De leden van de PvdA-fractie vragen hoe de verhoging van het toetsingsinkomen is bepaald en hoeveel procent van de huishoudens met kinderen op het voortgezet of middelbaar beroepsonderwijs na de verhoging van het toetsingsinkomen in aanmerking komt voor een tegemoetkoming in de overige studiekosten en het lesgeld.
De nieuwe inkomensgrens voor een tegemoetkoming in de overige studiekosten zal na invoering van dit wetsvoorstel dezelfde zijn als de grens die geldt voor een tegemoetkoming in onderwijsbijdrage.

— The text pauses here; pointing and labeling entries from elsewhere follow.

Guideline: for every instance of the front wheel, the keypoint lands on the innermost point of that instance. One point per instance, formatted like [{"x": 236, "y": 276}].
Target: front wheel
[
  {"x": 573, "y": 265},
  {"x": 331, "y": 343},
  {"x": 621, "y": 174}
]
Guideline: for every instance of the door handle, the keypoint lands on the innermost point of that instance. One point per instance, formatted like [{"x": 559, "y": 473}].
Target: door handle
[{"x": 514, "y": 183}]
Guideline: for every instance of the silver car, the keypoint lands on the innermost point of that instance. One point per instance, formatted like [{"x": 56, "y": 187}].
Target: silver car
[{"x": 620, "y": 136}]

Aansluiting bij een bestaande inkomensgrens bleek een zeer begunstigende voorwaarde om de voor 1999 beschikbare gelden ook daadwerkelijk met ingang van studiejaar 1999–2000 aan de doelgroep toe te kunnen kennen. Immers, het geautomatiseerde systeem behoeft geen noemenswaardige aanpassing en ook de doelgroep is, voor zover het lesgeldplichtigen betreft, reeds bij de Informatie Beheer Groep bekend. Uit een oogpunt van voorlichting is de gekozen grens daarom ook de meest gunstige. Een meer ingrijpende wijziging van de WTS zou het risico hebben vergroot dat het krappe tijdschema zoals dat voor ogen staat, niet gehaald zou kunnen worden.

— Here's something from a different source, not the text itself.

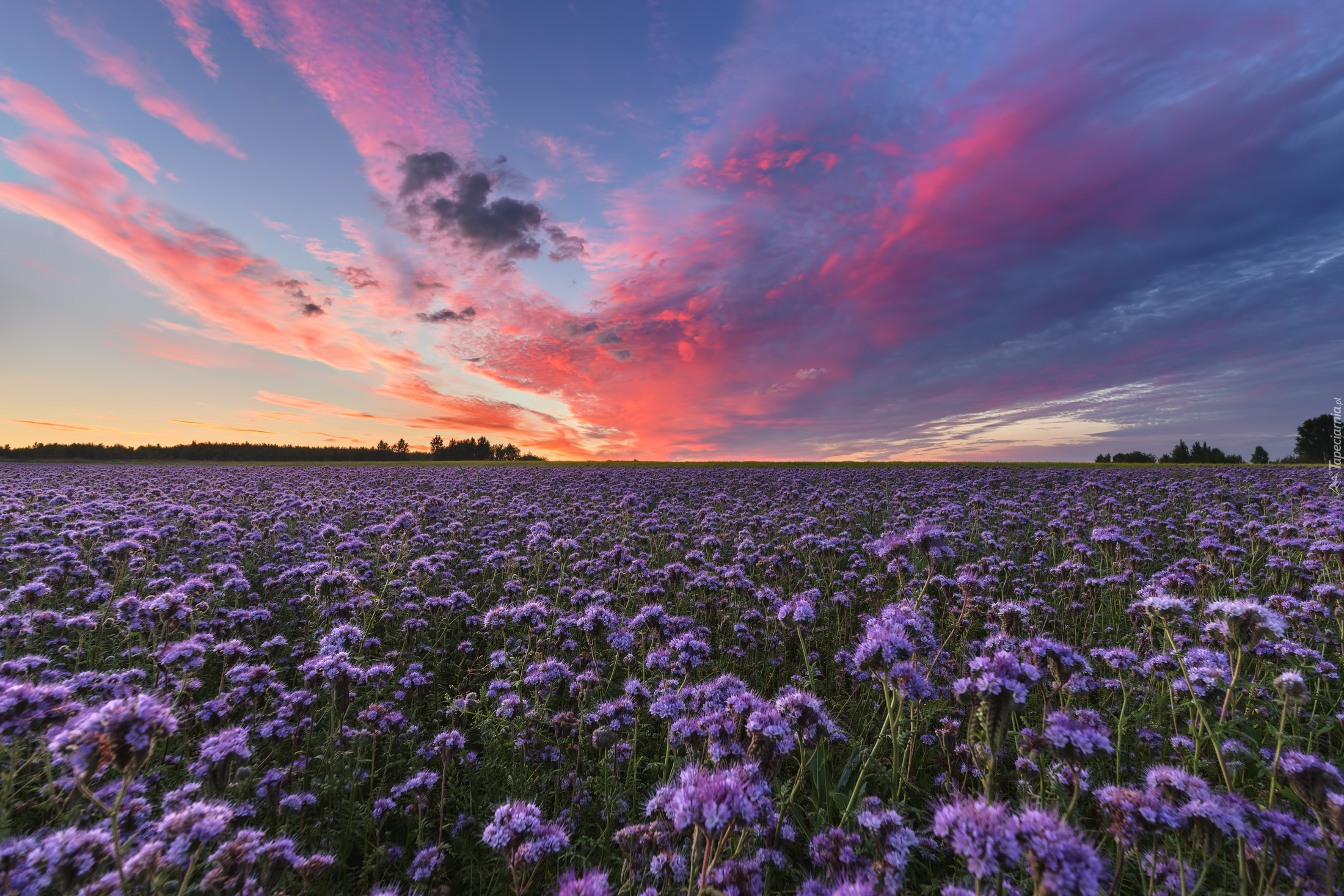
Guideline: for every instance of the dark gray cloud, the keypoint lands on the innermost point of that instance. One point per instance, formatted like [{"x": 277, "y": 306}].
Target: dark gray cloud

De doelgroep voor een tegemoetkoming in de overige studiekosten wordt aanzienlijk verruimd. Het betreft de volgende aantallen gerechtigden:
Huidig aantal gerechtigden | Toename aantal gerechtigden | Totaal | |
---|---|---|---|
vo 17– | 144 590 | 61 813 | 206 403 |
vo 18+ | 7 376 | 2 563 | 9 939 |
mbo 17– | 25 190 | 13 297 | 38 487 |
Totaal | 177 156 | 77 673 | 254 829 |
In percentages uitgedrukt betekent dit dat straks voor 23% van alle leerlingen in het voortgezet onderwijs en het middelbaar beroepsonderwijs die vallen onder de werkingssfeer van de WTS een tegemoetkoming in de overige studiekosten zal bestaan, terwijl dat nu 16% is. Wegens ontbreken van gegevens over aantallen kinderen per gezin is mij niet bekend hoeveel procent van de huishoudens met kinderen in het voortgezet onderwijs en middelbaar beroepsonderwijs nu in aanmerking komt, en straks zal komen, voor een tegemoetkoming in de overige studiekosten.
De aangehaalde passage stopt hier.